Devaraj Neal K, Decreau Richard A, Ebina Wataru, Collman James P, Chidsey Christopher E D
Department of Chemistry, Stanford University, Stanford, California 94305-5080, USA.
J Phys Chem B. 2006 Aug 17;110(32):15955-62. doi: 10.1021/jp057416p.
The rate of electron transfer is measured to two ferrocene and one iron tetraphenylporphyrin redox species coupled through terminal acetylenes to azide-terminated thiol monolayers by the Cu(I)-catalyzed azide-alkyne cycloaddition (a Sharpless "click" reaction) to form the 1,2,3-triazole linkage. The high yield, chemoselectivity, convenience, and broad applicability of this triazole formation reaction make such a modular assembly strategy very attractive. Electron-transfer rate constants from greater than 60,000 to 1 s(-1) are obtained by varying the length and conjugation of the electron-transfer bridge and by varying the surrounding diluent thiols in the monolayer. Triazole and the triazole carbonyl linkages provide similar electronic coupling for electron transfer as esters. The ability to vary the rate of electron transfer to many different redox species over many orders of magnitude by using modular coupling chemistry provides a convenient way to study and control the delivery of electrons to multielectron redox catalysts and similar interfacial systems that require controlled delivery of electrons.

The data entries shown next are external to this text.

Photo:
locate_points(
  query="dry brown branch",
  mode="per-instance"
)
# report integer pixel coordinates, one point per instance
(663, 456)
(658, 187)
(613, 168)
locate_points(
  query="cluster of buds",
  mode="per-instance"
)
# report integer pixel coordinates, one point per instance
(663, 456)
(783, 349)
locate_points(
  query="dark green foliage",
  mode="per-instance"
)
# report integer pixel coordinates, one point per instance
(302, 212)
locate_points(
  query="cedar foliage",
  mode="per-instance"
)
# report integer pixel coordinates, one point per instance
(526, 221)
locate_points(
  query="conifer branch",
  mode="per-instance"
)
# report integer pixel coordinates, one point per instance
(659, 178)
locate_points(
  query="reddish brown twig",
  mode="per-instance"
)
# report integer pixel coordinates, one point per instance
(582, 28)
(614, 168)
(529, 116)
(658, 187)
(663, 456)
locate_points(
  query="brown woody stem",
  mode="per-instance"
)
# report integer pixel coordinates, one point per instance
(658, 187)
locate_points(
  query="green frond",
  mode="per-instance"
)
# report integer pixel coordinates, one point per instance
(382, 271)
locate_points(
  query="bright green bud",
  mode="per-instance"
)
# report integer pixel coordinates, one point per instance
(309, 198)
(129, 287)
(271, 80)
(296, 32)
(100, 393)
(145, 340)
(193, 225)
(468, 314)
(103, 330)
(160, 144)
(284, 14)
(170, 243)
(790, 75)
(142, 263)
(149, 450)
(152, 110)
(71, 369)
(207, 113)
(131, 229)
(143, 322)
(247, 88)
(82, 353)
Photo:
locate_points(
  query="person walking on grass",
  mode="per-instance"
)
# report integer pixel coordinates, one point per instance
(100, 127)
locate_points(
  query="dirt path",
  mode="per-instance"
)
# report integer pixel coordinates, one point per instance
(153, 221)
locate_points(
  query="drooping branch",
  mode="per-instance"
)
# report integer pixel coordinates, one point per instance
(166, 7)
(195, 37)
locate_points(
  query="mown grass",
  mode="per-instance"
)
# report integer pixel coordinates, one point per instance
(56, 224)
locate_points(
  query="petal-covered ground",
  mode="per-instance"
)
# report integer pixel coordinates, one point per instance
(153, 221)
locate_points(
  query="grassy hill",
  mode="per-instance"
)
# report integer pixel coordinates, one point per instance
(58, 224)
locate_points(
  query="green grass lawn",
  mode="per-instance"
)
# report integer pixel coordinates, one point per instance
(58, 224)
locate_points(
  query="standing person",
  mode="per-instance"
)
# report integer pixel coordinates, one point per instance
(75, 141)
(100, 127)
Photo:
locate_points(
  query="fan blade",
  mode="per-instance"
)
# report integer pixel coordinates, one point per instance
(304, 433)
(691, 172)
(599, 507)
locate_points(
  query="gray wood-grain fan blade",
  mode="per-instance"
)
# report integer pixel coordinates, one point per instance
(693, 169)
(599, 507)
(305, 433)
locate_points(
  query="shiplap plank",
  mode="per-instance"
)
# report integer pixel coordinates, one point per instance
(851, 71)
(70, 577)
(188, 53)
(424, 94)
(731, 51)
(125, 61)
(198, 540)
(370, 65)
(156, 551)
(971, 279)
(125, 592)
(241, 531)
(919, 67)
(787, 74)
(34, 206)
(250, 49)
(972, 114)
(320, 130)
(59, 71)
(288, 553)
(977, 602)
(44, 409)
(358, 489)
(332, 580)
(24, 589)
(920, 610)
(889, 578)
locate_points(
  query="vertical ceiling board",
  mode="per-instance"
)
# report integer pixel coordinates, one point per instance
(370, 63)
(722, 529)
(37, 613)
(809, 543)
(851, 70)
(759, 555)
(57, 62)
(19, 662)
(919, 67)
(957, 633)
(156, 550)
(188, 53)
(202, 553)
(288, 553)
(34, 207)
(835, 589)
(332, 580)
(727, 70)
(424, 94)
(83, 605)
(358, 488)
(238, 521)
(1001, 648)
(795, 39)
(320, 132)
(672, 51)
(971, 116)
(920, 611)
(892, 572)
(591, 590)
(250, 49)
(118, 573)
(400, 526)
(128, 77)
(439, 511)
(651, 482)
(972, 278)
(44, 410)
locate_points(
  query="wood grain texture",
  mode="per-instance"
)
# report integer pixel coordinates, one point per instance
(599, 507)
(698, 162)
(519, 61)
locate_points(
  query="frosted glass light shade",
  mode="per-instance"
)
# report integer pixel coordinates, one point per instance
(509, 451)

通过铜(I)催化的叠氮化物-炔烃环加成反应(一种夏普莱斯“点击”反应),将两个二茂铁和一个四苯基卟啉铁氧化还原物种通过末端乙炔与叠氮基封端的硫醇单分子层偶联,形成1,2,3-三唑连接,以此来测量电子转移速率。这种三唑形成反应的高产率、化学选择性、便利性和广泛适用性使得这种模块化组装策略非常具有吸引力。通过改变电子转移桥的长度和共轭性以及单分子层中周围的稀释硫醇,可获得大于60,000至1 s(-1)的电子转移速率常数。三唑和三唑羰基连接为电子转移提供了与酯类似的电子耦合。通过使用模块化偶联化学方法,能够在多个数量级上改变向许多不同氧化还原物种的电子转移速率,这为研究和控制向多电子氧化还原催化剂以及需要可控电子传递的类似界面系统的电子传递提供了一种便捷的方式。